Paroxysmal nocturnal hemoglobinuria (PNH) is a rare form of acquired hematopoietic stem cell disorder leading to a partial or complete loss of all glycophosphatidyl-inositol (GPI)-linked proteins. The clinical spectrum of the disease varies from hemolytic anemia, bone marrow failure, thrombosis in unusual sites to an increased incidence of acute myeloid leukemia. Diagnostic flow cytometry offers a rapid means to provide a definite identification for cases of unexplained hemolytic anemias and bone marrow abnormalities.

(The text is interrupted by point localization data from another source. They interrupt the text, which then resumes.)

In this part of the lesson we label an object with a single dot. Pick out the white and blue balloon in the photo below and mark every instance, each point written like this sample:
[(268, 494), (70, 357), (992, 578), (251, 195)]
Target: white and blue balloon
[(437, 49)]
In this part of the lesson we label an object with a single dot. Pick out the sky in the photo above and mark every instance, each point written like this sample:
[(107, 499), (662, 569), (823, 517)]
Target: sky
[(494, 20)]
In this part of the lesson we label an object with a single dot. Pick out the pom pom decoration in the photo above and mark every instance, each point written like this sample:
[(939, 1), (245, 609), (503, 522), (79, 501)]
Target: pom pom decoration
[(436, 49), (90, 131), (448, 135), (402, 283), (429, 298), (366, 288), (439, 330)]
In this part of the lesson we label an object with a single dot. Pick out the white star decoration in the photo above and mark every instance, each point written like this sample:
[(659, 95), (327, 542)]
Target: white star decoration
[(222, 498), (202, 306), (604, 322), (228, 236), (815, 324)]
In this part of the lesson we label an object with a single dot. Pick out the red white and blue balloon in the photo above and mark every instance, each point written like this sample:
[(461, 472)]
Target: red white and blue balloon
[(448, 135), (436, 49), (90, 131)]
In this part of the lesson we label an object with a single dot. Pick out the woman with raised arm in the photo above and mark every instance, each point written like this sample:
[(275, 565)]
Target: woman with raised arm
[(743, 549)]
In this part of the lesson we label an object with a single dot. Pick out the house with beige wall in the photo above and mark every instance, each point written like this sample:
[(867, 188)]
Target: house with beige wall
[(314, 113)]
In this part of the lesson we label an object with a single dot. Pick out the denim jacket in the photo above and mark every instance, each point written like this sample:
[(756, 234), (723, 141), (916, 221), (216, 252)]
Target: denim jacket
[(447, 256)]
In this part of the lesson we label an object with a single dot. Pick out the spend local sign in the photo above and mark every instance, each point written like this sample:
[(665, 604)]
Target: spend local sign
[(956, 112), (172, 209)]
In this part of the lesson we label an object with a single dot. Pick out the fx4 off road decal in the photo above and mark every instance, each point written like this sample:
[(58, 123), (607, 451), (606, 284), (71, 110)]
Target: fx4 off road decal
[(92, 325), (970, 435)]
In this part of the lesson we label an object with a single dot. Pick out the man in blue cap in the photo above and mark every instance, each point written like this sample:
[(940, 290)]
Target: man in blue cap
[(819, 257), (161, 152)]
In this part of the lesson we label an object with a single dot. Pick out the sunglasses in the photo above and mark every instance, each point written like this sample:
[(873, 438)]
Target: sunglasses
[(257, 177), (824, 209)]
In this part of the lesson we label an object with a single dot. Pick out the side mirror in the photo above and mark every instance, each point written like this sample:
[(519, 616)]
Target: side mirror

Flow Cytometry (BD FACS Canto II)
We adopted a multi-parameter approach incorporating FLAER 2, a mutated form of a bacterial toxin that specifically binds to the GPI moiety of GPI-linked structures. FLAER is more sensitive than CD59 in detecting small abnormal granulocyte populations and is used in conjunction with antibodies to other GPI-linked antigens on granulocytes (CD24 for neutrophils or CD14 for monocytes). PNH clones on erythrocytes are detected using CD59. Demonstration of deficiency or loss of two GPI-s (one in the case of erythrocytes) on two cell lineages (erythrocytes, granulocytes and monocytes) is required for the diagnosis of PNH.